Once, on a road trip with friends from New York to California, I kept a list of every river and stream we crossed, starting with the Hudson.

After the Delaware and the Susquehanna, we found ourselves crossing the Cowpasture River and Salt Sulphur Springs, Clinch River and Bog Swan Creek, Poor Hollow, Rio Puerco, Cottonwood Wash and Moore Gulch. Though I probably dozed off and missed a few, and many remained unidentified by signs, by the end of the trip there were 113 on my list. If we couldn’t hear the sound of the water itself, the syllables of the names became a new way for me to chart this country.

I thought of this list recently, and the curious way we have of naming the features and events of the natural world. Maybe it’s a result of extreme weather patterns, but meteorologists seem to have developed a mania for naming storms — it is no longer simply hurricanes to which we assign names, but snowstorms and even ferocious rainstorms.

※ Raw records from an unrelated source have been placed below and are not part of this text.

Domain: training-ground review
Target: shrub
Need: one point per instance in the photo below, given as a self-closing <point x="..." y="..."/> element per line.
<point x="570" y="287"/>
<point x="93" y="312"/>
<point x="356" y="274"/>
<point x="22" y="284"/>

Winter 2017 wasn’t especially severe, but here in the Northeast the craze for naming gave us Niko, Orson, Pluto and Stella. As well as the promise by the Weather Channel to name a storm next year after Stephen Colbert after he questioned the logic of this practice.

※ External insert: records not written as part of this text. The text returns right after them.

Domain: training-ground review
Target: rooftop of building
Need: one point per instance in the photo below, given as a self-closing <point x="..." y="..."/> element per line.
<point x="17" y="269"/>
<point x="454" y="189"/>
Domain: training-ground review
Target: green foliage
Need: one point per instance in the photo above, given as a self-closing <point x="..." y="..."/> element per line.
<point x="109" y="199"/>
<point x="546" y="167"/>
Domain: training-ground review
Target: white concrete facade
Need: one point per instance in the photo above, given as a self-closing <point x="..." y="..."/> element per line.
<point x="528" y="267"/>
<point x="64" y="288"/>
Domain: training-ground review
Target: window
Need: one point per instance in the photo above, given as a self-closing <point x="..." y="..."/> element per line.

While it is hard not to admire the inventiveness of the meteorologists coming up with these names, it would likely be of greater benefit if we could find a similar pleasure in learning a few of the names that identify those features of the natural world we live with all the time. Which is to say, instead of making up new names, we might consider learning the names that already exist.

Names aren’t everything, of course. In a data-driven time, we should — and do — study river acidity, turbidity levels, disruptions in flow, velocity, levels of pollutants, water temperature. All of these help us to take measure of the health of our country’s waterways. But in matters of waterscape — and landscape, as well — I would suggest that the names are every bit as important as the numbers. Because as the British writer Robert Macfarlane writes, “Once a landscape goes undescribed and therefore unregarded, it becomes more vulnerable to unwise use or improper action.”

Giving something a name is the first step in taking care of it. Place names help us to attach landscape to history and region. And when it comes to the question of attachment, we are not just speaking of how names are attached to places, but how humans become attached to places.

In her recent biography of the poet Elizabeth Bishop, Megan Marshall quotes her late in her life: “I want now — now that it’s too late — to learn the name of everything.” And Bishop began to identify the names of Maine flowers: white clover, oxeye daisy, red clover, wild radish, beach pea, white rosa rugosa, fragrant bedstraw.

I revisit more names on my own list: Caney Fork River, Chief Creek, Dry Creek, Live Oak Draw, Fish Wash, Puckett Draw, Brazos River, Deadman Wash. As our trip took us west, and as the streams and creeks became washes and gulches, rios and draws, these names confirmed the abiding connection between language and landscape.

All are embedded in local history. Fish Wash and Cowpasture River evoke particular purposes — where fish were once ample and where a herd of stolen cows was supposedly abandoned after they grew tired. Caney Fork River in Tennessee was named for the cane breaks — a thicket of grasses — found on its banks.

The name of the Brazos River in Texas was derived from the Spanish Rio de los Brazos de Dios, meaning the “River of the Arms of God” — what the waterway appeared to be to early settlers in that parched part of the country. Other names likely evoke long gone residents, and if the facts of their lives are no longer known to us, conjecturing about them is almost as good. And Deadman Wash … well, I’m sure there’s a story there, too.

Another poet, Mary Oliver, says that devotion begins with attention. And part of paying attention to things, it seems to me, is knowing their names. At a time when funding for the Environmental Protection Agency and scientific research are under such threat and the regulation of environmental standards so compromised, perhaps we could make the effort to learn as many of the names of those places — and the trees, the rivers, the ranges, all the species that live there — as possible, before it’s too late.